Die andere Ausnahme bezieht sich auf die Befreiung des Klosters im Februar 1488, nach der letzten von insgesamt drei Belagerungen: Nachdem Truppen Graf Eberhards im Bart das Kloster entsetzt hatten, ordnete der Landesherr ein gemeinsames Festessen an. „Wir mussten alle Fleisch essen“, heißt es in der Klosterchronik sinngemäß. Erst wenn die Befreier abgezogen seien, „so könnten wir wieder fasten und geistlich sein, so viel wir wollen“.

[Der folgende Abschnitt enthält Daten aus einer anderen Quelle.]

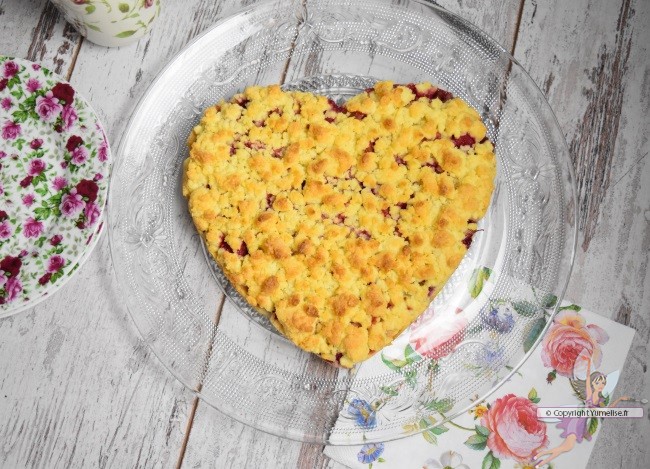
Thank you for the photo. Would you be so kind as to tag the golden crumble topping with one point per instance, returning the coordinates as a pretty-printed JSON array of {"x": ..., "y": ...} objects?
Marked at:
[{"x": 340, "y": 223}]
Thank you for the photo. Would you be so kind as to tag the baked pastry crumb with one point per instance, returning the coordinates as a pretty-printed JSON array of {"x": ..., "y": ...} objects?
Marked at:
[{"x": 339, "y": 223}]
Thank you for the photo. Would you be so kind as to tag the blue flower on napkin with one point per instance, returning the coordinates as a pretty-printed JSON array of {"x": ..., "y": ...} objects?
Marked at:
[
  {"x": 500, "y": 318},
  {"x": 363, "y": 413},
  {"x": 370, "y": 453}
]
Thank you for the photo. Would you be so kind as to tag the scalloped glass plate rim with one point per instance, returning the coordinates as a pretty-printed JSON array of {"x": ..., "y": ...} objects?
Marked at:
[{"x": 571, "y": 238}]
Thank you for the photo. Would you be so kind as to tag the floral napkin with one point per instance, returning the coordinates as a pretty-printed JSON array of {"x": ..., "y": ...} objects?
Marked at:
[{"x": 505, "y": 431}]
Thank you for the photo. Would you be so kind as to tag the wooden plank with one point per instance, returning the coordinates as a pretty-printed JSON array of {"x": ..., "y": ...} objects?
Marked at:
[
  {"x": 78, "y": 388},
  {"x": 35, "y": 30},
  {"x": 591, "y": 59}
]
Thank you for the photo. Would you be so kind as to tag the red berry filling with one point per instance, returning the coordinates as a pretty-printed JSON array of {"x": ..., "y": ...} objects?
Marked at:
[
  {"x": 224, "y": 245},
  {"x": 464, "y": 140},
  {"x": 435, "y": 165},
  {"x": 243, "y": 102},
  {"x": 335, "y": 107},
  {"x": 255, "y": 145},
  {"x": 243, "y": 249},
  {"x": 363, "y": 234}
]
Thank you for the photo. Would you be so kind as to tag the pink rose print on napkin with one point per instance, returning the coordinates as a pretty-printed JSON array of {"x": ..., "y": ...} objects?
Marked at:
[
  {"x": 28, "y": 200},
  {"x": 11, "y": 130},
  {"x": 64, "y": 93},
  {"x": 13, "y": 287},
  {"x": 55, "y": 264},
  {"x": 71, "y": 204},
  {"x": 11, "y": 68},
  {"x": 33, "y": 85},
  {"x": 102, "y": 153},
  {"x": 26, "y": 181},
  {"x": 11, "y": 265},
  {"x": 59, "y": 182},
  {"x": 79, "y": 155},
  {"x": 567, "y": 338},
  {"x": 515, "y": 432},
  {"x": 32, "y": 228},
  {"x": 48, "y": 107},
  {"x": 88, "y": 189},
  {"x": 5, "y": 230},
  {"x": 36, "y": 167}
]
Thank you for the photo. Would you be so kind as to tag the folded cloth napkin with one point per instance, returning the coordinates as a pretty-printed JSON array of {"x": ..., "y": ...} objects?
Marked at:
[{"x": 504, "y": 431}]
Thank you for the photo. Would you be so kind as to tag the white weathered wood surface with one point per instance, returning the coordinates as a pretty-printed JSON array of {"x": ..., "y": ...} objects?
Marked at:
[{"x": 78, "y": 389}]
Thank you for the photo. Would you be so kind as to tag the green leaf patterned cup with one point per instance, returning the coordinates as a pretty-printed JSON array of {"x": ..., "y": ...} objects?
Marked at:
[{"x": 110, "y": 23}]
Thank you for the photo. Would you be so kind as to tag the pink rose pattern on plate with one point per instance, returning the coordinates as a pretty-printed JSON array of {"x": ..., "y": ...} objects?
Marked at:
[{"x": 54, "y": 163}]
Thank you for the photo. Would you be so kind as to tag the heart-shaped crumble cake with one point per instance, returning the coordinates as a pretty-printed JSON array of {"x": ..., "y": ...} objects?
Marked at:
[{"x": 340, "y": 223}]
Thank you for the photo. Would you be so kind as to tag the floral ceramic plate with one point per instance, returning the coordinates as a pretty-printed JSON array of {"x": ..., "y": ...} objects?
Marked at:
[{"x": 54, "y": 164}]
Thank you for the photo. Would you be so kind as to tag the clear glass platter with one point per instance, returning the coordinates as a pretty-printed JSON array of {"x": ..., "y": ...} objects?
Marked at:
[{"x": 478, "y": 330}]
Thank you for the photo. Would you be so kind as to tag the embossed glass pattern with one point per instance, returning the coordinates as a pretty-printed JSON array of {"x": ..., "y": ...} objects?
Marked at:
[{"x": 242, "y": 367}]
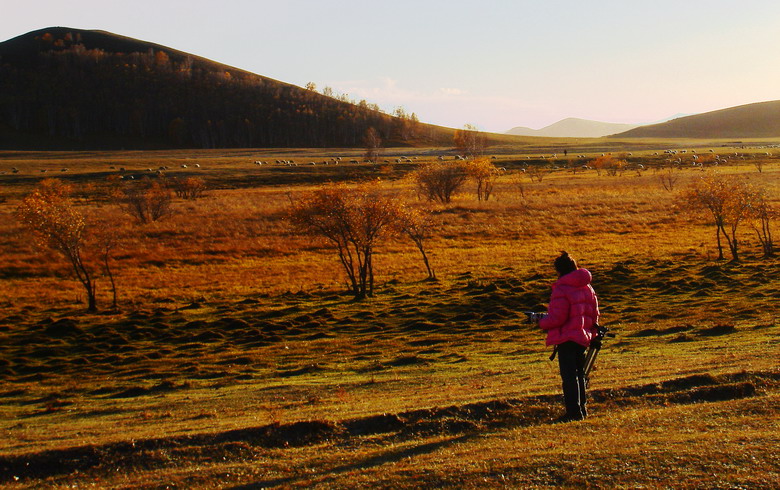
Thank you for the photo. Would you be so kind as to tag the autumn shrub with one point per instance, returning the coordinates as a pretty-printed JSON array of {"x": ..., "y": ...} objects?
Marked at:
[
  {"x": 146, "y": 200},
  {"x": 611, "y": 165},
  {"x": 419, "y": 226},
  {"x": 352, "y": 220},
  {"x": 438, "y": 181},
  {"x": 50, "y": 214},
  {"x": 731, "y": 201},
  {"x": 188, "y": 187},
  {"x": 484, "y": 174}
]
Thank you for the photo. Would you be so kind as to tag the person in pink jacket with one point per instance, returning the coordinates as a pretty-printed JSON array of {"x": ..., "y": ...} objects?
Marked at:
[{"x": 570, "y": 323}]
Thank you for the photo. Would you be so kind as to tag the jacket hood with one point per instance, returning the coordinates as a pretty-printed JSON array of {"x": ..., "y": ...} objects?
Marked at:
[{"x": 578, "y": 278}]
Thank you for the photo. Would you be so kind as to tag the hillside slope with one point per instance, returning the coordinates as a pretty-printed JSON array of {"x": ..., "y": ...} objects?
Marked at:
[
  {"x": 758, "y": 120},
  {"x": 68, "y": 88},
  {"x": 573, "y": 127}
]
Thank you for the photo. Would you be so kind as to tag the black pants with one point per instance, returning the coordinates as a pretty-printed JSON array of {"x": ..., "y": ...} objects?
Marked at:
[{"x": 571, "y": 359}]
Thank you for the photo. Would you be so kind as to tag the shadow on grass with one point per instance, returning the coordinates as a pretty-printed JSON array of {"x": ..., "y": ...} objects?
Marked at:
[{"x": 391, "y": 456}]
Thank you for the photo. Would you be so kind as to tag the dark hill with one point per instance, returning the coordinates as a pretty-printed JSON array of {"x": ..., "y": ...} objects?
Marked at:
[
  {"x": 759, "y": 120},
  {"x": 64, "y": 88}
]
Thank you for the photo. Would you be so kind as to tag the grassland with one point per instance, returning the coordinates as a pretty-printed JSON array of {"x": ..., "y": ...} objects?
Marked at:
[{"x": 236, "y": 359}]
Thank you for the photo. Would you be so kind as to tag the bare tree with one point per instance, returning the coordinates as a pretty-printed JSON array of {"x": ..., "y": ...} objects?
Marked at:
[
  {"x": 761, "y": 215},
  {"x": 470, "y": 141},
  {"x": 373, "y": 144},
  {"x": 668, "y": 178},
  {"x": 418, "y": 226}
]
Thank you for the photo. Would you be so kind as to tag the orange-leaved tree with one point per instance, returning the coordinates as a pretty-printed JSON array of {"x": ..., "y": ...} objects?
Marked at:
[
  {"x": 484, "y": 174},
  {"x": 56, "y": 223},
  {"x": 729, "y": 201},
  {"x": 352, "y": 220},
  {"x": 438, "y": 181}
]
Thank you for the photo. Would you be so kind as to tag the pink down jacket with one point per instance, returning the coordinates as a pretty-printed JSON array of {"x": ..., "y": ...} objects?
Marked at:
[{"x": 573, "y": 311}]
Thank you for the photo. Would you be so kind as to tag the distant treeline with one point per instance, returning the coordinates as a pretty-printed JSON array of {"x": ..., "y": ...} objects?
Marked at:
[{"x": 94, "y": 98}]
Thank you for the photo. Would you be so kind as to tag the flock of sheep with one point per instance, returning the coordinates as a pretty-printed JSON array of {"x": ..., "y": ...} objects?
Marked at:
[{"x": 672, "y": 157}]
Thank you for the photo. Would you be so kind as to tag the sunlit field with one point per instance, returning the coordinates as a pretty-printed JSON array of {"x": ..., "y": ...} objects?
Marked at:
[{"x": 237, "y": 356}]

Das „Geistlichsein“ war die Hauptaufgabe der Kirchheimer Nonnen. „Sie waren fast pausenlos mit Gebeten beschäftigt, aus Magdalena Kremers Sicht ist das ihre tatsächliche Bestimmung“, sagte Sigrid Hirbodian. Deshalb ist die Chronikschreiberin auch mehrfach empört über Anordnungen des eigentlichen Schutzherrn Eberhard des Jüngeren. So wünschte dieser, dass die Kirchheimer Nonnen ihm 20 Jagdhunde aufzögen, was keinesfalls der Bestimmung der Klosterfrauen entsprach und was für sie letztlich eine Zeitverschwendung darstellen musste.
Gleiches gilt für die detaillierte Rechnungslegung, die Eberhard der Jüngere 1486 für die Jahre seit der Reform des Klosters verlangt hatte. Erstens hielten die Nonnen diese Forderung für eine Einmischung in ihre internen Angelegenheiten, und zweitens stellt Magdalena Kremerin fest, dass die Mühe und die Zeit, die auf das Erstellen der Rechnung verwendet werden mussten, nur unnötig vom Gebet ablenkten.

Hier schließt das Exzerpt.